Reversible self-association increases the viscosity of a concentrated monoclonal antibody in aqueous solution.

This study was conducted to investigate the effect of reversible protein self-association on the viscosity of concentrated monoclonal antibody solutions. The viscosities of the monoclonal antibody solutions were measured by either a capillary viscometer or a cone-plate rheometer at different protein concentrations, pH, and ionic strength. Soluble aggregates were determined by size exclusion chromatography, light scattering, and analytical ultracentrifugation.
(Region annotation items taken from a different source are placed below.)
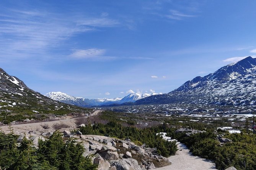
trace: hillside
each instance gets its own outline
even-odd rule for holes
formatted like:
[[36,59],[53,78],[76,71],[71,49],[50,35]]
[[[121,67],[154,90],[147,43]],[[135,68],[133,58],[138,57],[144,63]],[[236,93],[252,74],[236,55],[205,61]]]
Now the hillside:
[[47,97],[30,89],[18,78],[0,68],[0,122],[7,123],[27,119],[42,119],[90,111]]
Self-association of protein at high protein concentration was monitored by sedimentation equilibrium analysis using a preparative ultracentrifuge and a microfractionator. The viscosity of one of the monoclonal antibodies investigated is highly dependent on protein concentration, pH, and ionic strength of buffer and charged excipients. This antibody shows the highest viscosity near its pI at low ionic strength conditions. Sedimentation equilibrium analysis suggests that this antibody tends to reversibly self-associate at high protein concentration. The self-association appears to be quite weak and is not detectable by sedimentation velocity and size exclusion chromatography at low protein concentration. There are no significant differences in the amounts of non-dissociable soluble aggregates formed between low viscosity and high viscosity samples. These results suggest that the reversible multivalent self-association of this protein appears to be mediated mainly by electrostatic interactions of charged residues and results in unusually high viscosity of this monoclonal antibody in solution at low ionic strength conditions.